CHE COS’E’ LA TRADIZIONE CERAMICA FIORENTINA?

E’ l’arte che comincia con il saper impastare la creta, dosando l’acqua e sciogliendo i grumi, sino ad ottenere un impasto omogeneo che poi, viene passato al TORNIO, realizzando la FORMA dell’OGGETTO desiderato NEL MOVIMENTO VELOCE DATO DAL TEMPO del vassoio rotante.

E’ una QUESTIONE di EQUILIBRIO e di TATTO in senso lato, qualità inattese, eppur sviluppate nell’esecuzione di tale lavorazione che, risulta FACILE solo all’APPARENZA, vista la naturale SPONTANEITA’ con cui l’oggetto si plasma che potrebbe trarre in inganno.

E’, a tal proposito che ricordo la massima, svelatami da un Maestro d’Arte Orafa Fiorentina che  scherzando, mi disse di ricordare come, sempre nella vita, LA BELLEZZA dell’ELEGANZA stia nella SEMPLICITA’, ma che “SEMPLICE” non è sinonimo di “FACILE” e che al contrario tale QUALITA’ si erge ad obiettivo ultimo della creazione, di qualunque natura essa sia, pur che rispetti la sacralità della materia, a cui la forma viene data.
Forma data
 con AMORE e  che nasce, gradualmente, eliminando il superfluo.

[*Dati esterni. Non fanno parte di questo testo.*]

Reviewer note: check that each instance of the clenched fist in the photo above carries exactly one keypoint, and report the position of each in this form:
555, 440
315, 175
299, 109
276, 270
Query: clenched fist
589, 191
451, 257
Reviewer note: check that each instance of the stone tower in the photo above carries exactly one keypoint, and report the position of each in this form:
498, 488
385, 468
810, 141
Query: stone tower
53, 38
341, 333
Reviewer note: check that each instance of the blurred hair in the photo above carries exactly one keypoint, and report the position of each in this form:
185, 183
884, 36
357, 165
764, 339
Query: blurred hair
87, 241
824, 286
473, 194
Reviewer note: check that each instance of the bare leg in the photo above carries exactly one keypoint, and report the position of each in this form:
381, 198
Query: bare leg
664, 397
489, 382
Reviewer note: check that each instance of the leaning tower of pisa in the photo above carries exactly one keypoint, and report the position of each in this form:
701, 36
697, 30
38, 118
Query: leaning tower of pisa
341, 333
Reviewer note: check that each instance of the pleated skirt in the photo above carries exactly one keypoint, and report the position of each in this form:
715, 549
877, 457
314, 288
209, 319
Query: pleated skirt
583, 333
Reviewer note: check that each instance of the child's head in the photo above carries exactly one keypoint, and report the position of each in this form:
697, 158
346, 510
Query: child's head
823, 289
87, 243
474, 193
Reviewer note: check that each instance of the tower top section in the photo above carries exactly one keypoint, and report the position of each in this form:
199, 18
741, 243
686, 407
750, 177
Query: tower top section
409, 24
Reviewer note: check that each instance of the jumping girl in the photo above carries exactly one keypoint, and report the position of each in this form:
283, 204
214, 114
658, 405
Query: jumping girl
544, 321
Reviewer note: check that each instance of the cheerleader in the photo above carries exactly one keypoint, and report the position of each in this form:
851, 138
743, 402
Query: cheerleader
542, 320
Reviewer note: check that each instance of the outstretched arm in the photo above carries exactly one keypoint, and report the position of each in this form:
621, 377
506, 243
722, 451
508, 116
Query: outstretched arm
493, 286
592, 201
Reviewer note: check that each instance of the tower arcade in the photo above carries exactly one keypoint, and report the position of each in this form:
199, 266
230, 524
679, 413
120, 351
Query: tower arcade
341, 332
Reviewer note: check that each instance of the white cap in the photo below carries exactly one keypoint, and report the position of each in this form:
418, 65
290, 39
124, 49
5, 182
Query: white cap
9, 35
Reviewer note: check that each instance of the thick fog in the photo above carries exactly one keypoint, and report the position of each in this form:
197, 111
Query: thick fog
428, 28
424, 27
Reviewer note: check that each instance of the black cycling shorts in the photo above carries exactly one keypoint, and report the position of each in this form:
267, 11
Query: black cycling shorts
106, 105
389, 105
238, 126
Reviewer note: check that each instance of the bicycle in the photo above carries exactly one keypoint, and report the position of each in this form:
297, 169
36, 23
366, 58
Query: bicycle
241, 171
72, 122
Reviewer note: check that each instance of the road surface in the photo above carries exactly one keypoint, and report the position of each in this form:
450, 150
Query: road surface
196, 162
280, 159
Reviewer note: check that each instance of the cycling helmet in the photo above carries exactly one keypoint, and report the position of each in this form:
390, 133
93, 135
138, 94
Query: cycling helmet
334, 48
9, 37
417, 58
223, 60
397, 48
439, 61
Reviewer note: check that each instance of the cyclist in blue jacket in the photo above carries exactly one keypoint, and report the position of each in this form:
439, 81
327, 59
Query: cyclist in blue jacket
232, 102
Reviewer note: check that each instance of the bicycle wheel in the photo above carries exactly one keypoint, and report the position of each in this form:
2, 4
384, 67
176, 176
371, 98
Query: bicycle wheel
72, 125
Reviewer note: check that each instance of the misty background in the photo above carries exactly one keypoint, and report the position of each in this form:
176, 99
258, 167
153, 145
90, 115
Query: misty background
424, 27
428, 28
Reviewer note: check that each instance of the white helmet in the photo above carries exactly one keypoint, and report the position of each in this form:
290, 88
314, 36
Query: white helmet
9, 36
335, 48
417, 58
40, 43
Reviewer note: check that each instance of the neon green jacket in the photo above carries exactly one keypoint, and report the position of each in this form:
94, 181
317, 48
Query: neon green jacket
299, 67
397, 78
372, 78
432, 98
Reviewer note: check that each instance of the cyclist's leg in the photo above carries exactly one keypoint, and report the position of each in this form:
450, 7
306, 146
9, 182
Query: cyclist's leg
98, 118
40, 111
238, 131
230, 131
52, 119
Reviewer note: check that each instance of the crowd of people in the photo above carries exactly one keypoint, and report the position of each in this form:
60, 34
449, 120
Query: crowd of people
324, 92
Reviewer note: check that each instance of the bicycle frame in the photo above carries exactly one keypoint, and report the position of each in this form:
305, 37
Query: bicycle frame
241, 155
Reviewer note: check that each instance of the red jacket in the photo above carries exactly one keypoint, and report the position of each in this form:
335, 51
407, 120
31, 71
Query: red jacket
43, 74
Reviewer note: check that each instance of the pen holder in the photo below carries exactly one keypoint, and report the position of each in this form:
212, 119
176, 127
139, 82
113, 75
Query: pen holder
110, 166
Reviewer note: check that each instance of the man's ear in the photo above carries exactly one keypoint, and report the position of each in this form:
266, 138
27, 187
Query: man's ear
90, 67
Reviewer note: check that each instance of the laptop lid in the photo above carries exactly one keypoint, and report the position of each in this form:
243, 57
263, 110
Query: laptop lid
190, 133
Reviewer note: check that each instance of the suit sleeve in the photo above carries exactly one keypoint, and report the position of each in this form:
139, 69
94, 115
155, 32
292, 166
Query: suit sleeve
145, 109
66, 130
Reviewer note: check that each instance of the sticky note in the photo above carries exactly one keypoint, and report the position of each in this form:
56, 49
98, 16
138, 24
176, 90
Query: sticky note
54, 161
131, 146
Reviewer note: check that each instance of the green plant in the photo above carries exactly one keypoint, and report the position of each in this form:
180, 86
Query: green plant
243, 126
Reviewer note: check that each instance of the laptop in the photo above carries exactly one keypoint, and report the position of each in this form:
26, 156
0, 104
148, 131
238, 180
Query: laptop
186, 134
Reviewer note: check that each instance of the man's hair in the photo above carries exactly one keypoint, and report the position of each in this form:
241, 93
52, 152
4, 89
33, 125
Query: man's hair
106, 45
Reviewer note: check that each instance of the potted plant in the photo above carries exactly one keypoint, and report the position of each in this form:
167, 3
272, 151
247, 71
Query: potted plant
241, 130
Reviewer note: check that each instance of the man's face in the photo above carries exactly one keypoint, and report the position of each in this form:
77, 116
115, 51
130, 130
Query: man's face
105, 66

Sono i “NO” detti all’imperfetto, ad innalzare il risultato finale.
Sta in quel movimento della ricerca di non accontentarsi al primo risultato ottenuto, l’evoluzione plastica della forma che nasce con la mente, ma di cui è l’ispirazione, quell’afflato che tende verso l’alto, che la nutre di bellezza.

BELLO perché VERO, BELLO perché UNICO ed ESSENZIALE.

Questo è ciò, a cui assisterete davanti alla delicatezza dei gesti, con cui Romano Pampaloni, maestro dell’Arte Ceramica Fiorentina, modella la creta.

Pampaloni, pur essendo INTERPRETE ARTIGIANO, riconosciuto in Italia ed all’estero con la sua presenza continua ad esposizioni in Giappone e U.S.A., artigiano selezionato dall’OMA, non perde quella spontanea naturalezza con cui tocca la materia per farla sua, al tornio.

Chissà cosa ne uscirà stavolta?
Un vaso, un porta-candele, un elemento decorativo?
Sembra quasi essere la materia a guidarlo, grazie al suo sguardo CHE LA SA COMPRENDERE ed osservare AL TATTO che, anche se dopo tanti anni, non si stanca, ma al contrario si sublima nella velocità dell’esecuzione che non è mai uguale.

Sul suo percorso, un giorno, Romano incontrò Nicoletta Malavolti, maestra di decorazione che a sua volta, con l’arte della pittura applicata non finisce mai di osservare il disegno per renderne l’anima, che si snoda attraverso i suoi colori e liberarne l’essenza, facendola fuoriuscire dalla bidimensionalità di una tela, perché STESA sui volumi in 3d della forma plastica.

Artigiani che compresero molto bene, il senso del cerchio alchemico, di quel passaggio ogni volta dallo stesso punto, per purificarne il risultato: operazione che di fatto migliora noi stessi.
Con gli occhi sgranati ad osservare, si comprende tutto in un istante e se fate loro delle domande sui corsi della scuola, vi sentirete più o meno rispondere così dal Maestro Romano:
Se dovessi insegnare per farci il guadagno, avrei già chiuso! E’ nello spirito della nostra scuola, il far conoscere la vera arte ceramica, farne apprezzare i delicati passaggi delle lavorazioni, facendo capire come il risultato dipenda sempre dalla dedizione e dall’interesse dell’allievo, perché non si finisce mai di stupirci.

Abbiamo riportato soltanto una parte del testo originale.